Owaka is a marker. A stop for my youth dream. Done.

**

I remember an Indo edition of National Geographic Traveler I read during my undergrad years. Pages about New Zealand: full of visual seductions.

And other middle class travel magazines in the magazine section of Gramedia; one of the favorite spots back then. So many lurings and seducings there.

Sumba and Pasola. This and that. New Zealand? Empty road, green hills, and sea view from atop. It’s always like that, even before I had my first passport.

**

Winter 2022. Don asked me to join him to Palmerston, visiting his old pal. My first trip out of city in New Zealand. Suddenly, the pages of travel magazines I read 10-11 years ago came to life. The New Zealand I had always been imagining. Road, hills, seas: nothing else matters.

In our way back, Don even did a little detour to show me around. In particular I remember a lookout at/toward Karitane. No photo. Just stuck inside my head forever.

When I came back to Dunedin with Christal and Lelani, the first weekend getaway we did was to Karitane. I brought them to the same spot Don brought me a year before. With a little additional stop at a little café in that little sleepy coastal village.

**

Owaka. It was meant to be a ‘training’ for our summer trip. Just to ‘check the wave’, check the car, get knowing what we need.

Almost a coincidence.

It supposed to be Invercargill. But, an afternoon coffee at Bagelo, followed by short convo with Mba Evi, changed the plan. “Nothing in Invercargill,” she said.

Then I remember a particular tutorial session I tutored. We were talking about Catlins. My students love Catlins. One of them referred it as ‘definitely my favorite spot in New Zealand’.

So off we went to The Catlins.

Owaka, a hub. A stop. Perhaps the first foreign town I suddenly fell in love since Bari, summer 2018. There I asked myself, what else are you looking for?

**

We are still going north this summer. But we already fell in love with Owaka, and The Catlins. I could already imagine spending a week there. Just being there, going beaches, eating out at Lumberjack once or twice, playing at the playground near the school.

I stop searching because of Owaka.

(Or maybe not? Who knows?)

**

It was also in Owaka and Catlins that the lure of visuals, and consequently the naïve touristic necessity of taking pictures, became obvious.

It all came back to my mind: all those formative years of reading Kerouac, looking at travel magazines, and whatnots. All those formative little moments of getting cultured in a capitalist, consumerist culture I have been a part of: travel culture.

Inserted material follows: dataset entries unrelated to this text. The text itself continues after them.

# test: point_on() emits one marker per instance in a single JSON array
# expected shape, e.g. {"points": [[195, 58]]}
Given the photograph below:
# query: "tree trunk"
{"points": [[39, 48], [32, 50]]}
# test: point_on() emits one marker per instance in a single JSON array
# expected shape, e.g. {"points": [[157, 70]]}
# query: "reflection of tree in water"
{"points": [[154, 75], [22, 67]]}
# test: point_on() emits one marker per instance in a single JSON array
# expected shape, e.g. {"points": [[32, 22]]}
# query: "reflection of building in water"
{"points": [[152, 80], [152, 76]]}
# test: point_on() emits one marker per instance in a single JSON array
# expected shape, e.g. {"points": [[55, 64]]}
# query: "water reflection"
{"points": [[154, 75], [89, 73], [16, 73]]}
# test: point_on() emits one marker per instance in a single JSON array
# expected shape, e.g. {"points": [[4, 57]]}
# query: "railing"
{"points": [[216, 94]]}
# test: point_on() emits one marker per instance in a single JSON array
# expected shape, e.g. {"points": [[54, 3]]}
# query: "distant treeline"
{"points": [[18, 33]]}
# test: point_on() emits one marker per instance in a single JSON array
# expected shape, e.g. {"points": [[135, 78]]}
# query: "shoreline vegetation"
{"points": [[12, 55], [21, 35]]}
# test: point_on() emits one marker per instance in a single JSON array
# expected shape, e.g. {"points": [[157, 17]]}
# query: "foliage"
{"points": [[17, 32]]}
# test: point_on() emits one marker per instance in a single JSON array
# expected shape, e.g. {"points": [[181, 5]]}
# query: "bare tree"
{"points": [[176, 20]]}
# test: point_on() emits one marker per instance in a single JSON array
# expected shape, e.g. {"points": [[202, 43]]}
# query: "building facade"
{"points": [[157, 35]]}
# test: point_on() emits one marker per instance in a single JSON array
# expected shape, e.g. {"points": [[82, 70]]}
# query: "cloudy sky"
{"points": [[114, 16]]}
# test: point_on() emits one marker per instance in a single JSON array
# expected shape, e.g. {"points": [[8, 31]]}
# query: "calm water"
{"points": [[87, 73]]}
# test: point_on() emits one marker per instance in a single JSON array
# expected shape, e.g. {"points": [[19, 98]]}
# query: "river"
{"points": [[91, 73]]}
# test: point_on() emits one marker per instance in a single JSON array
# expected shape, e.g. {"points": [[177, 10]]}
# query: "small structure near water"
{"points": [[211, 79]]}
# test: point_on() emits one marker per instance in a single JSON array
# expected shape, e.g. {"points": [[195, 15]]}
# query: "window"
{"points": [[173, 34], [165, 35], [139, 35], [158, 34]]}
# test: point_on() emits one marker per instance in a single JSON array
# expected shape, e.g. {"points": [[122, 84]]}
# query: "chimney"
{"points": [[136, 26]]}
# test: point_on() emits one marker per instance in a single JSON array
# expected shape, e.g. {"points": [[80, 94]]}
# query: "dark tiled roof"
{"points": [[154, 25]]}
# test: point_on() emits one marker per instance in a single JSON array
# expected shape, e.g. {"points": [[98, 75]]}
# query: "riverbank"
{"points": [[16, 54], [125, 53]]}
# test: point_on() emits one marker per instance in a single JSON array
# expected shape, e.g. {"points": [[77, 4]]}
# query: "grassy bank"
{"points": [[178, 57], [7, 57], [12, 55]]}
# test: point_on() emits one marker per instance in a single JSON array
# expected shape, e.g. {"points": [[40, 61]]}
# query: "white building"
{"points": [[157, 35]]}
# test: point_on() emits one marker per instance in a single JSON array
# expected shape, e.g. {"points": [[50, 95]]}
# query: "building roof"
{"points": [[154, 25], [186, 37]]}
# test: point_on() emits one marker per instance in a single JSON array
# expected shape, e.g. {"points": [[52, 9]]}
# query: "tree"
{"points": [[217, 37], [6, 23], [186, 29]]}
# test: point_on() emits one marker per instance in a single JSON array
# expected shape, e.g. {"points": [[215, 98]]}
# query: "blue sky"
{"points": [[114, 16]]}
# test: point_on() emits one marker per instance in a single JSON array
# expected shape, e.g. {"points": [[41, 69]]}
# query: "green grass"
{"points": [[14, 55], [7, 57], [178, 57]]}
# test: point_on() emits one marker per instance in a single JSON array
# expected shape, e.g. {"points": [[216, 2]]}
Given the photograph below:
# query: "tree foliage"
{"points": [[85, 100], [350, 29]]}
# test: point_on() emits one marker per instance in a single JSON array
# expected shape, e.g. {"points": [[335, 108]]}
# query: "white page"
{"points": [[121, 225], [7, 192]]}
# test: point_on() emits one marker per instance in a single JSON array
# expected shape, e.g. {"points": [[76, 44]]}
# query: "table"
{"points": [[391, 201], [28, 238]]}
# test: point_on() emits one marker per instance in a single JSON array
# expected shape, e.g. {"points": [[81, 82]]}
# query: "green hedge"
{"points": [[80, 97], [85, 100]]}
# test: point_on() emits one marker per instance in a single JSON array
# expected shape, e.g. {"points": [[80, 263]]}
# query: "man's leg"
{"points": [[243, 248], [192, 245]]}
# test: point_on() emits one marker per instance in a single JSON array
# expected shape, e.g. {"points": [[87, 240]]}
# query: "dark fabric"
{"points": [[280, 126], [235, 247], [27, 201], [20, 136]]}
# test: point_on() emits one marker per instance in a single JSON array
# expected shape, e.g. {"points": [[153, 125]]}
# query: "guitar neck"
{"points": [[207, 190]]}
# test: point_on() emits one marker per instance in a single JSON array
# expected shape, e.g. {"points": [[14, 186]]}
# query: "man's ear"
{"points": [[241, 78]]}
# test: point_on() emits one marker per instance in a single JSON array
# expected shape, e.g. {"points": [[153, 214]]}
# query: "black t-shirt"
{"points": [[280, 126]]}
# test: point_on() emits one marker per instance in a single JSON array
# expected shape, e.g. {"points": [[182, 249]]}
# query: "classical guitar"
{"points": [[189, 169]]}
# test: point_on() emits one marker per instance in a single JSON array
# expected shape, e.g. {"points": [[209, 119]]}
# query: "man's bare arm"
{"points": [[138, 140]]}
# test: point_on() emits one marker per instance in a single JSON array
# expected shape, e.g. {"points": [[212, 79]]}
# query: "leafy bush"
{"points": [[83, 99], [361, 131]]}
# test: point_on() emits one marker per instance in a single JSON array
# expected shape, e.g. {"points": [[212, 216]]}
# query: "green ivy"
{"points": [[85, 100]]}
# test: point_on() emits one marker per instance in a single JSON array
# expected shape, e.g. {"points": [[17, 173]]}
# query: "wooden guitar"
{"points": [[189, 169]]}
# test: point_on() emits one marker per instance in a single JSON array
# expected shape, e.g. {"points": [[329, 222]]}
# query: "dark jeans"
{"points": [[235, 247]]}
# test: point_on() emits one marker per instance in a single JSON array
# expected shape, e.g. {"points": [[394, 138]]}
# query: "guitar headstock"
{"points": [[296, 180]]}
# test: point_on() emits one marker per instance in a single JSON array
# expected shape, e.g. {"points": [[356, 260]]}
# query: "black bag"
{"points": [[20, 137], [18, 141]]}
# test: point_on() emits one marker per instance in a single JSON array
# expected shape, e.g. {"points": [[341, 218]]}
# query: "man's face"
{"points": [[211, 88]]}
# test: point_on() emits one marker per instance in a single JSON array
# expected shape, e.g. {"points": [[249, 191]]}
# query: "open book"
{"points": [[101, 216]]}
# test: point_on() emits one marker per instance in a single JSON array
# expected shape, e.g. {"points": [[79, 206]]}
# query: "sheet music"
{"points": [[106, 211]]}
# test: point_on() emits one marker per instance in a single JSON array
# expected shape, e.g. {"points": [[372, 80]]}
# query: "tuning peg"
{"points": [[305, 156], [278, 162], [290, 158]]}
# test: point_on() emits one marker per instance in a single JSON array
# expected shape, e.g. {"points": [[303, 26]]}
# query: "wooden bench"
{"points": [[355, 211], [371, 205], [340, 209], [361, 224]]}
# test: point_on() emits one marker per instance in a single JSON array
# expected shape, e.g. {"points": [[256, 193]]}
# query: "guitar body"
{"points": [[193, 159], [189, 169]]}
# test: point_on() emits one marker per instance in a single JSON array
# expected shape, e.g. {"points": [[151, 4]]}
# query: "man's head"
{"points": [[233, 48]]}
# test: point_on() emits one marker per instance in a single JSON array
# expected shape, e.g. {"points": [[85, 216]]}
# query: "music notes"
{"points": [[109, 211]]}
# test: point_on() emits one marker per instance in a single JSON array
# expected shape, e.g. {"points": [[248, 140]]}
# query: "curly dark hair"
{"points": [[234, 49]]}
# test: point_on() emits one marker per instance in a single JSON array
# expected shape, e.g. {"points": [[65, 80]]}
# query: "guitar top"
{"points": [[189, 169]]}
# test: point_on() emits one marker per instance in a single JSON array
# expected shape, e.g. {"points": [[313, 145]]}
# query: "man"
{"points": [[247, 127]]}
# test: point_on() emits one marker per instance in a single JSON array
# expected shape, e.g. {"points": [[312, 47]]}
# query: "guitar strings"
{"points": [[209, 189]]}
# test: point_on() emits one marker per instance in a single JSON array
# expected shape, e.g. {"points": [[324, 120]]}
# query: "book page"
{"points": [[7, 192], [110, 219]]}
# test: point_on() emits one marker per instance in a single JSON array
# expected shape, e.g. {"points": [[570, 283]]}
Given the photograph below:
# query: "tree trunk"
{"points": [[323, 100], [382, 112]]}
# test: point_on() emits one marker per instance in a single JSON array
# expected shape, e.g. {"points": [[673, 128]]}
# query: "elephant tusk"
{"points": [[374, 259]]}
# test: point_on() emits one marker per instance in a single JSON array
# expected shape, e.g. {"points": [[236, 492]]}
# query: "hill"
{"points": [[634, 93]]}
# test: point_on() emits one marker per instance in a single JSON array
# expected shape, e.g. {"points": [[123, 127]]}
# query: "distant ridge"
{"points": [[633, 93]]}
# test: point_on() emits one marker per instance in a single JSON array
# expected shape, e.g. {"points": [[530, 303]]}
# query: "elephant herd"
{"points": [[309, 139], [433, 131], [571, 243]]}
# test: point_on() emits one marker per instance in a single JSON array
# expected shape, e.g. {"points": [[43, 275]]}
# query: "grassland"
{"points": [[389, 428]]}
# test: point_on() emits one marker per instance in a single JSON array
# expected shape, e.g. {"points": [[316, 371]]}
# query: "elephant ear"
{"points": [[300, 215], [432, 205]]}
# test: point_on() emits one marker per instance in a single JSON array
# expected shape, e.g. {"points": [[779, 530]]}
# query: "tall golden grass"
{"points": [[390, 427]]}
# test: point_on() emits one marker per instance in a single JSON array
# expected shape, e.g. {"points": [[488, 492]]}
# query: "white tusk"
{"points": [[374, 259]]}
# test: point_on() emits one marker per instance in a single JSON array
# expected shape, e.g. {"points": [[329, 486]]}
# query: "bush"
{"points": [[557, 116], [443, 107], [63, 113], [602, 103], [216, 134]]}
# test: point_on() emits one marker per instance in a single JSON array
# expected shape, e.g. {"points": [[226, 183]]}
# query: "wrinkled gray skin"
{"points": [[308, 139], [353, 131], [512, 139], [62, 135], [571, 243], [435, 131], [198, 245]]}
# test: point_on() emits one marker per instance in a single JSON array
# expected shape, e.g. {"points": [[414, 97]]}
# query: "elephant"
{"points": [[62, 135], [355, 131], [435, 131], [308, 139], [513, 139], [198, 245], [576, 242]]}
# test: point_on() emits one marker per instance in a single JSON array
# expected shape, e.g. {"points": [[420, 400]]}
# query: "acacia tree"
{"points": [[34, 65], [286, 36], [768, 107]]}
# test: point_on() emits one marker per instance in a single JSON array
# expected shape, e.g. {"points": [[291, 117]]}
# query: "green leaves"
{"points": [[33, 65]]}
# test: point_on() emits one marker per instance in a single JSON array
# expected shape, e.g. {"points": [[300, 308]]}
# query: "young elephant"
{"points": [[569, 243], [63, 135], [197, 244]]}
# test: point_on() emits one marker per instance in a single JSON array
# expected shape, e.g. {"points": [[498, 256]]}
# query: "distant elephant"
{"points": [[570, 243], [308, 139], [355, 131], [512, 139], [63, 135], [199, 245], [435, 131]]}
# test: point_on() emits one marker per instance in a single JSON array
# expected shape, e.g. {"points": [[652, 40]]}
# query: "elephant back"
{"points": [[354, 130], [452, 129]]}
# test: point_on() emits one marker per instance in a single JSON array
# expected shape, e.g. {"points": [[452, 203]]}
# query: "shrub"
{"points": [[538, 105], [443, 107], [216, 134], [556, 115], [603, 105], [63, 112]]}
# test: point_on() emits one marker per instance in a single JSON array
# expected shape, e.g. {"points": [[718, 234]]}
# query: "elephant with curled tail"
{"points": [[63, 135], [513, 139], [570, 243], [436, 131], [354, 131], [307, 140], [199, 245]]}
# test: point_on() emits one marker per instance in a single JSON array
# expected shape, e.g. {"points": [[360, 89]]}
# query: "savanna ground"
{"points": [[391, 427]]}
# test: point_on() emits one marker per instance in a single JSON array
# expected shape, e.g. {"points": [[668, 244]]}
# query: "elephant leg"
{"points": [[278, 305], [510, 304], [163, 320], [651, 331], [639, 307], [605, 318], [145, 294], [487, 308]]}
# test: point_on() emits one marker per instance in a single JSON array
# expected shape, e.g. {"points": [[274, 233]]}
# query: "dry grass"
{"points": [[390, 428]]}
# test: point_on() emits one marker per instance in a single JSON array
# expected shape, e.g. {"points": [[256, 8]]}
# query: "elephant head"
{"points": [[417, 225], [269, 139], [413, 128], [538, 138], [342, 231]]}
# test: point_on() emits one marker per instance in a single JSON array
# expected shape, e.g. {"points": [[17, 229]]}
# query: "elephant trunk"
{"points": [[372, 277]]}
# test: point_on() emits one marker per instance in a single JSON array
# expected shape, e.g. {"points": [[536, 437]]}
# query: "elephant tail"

I never thought that photographs matter so much. And never thought that I would need to return to an old habit of loving to take photographs during travels. I thought, after the cultural mayhem Instagram caused to travel culture, I would stop that habit/love.

Owaka re-nurture that habit/love, reconnect me with the childlike (and perhaps naïve) pleasure of taking pictures, of pointing camera to a particular landscape/point/face/thing/etc.

In Owaka, things became scenic again.

[Upon return to Dunedin, I bought a camera.]

**

Scenic? What the hell is that? What is scenic (and not scenic)?

‘Scenic route’: everywhere, inside and outside the city. What is this thirst/desire for scenic? How can things become scenic (and not)? What makes things scenic (and not)?

The politics of scenic. Who decides? What matters?

Anyhow, the Dunedin-Owaka Southern Scenic Route was indeed an enjoyable route. Pleasure for eyes, and maybe soul (how cliché!). But, still, scenic? Is there any universal law of scenic? How do we become easily seduced by the scenic, the panoramic?

What makes a scene scenic and a panorama panoramic?

When do archaic sense of joy end and late capitalism begin? Blurred.

Nothing is scenic in the blur. Or maybe not.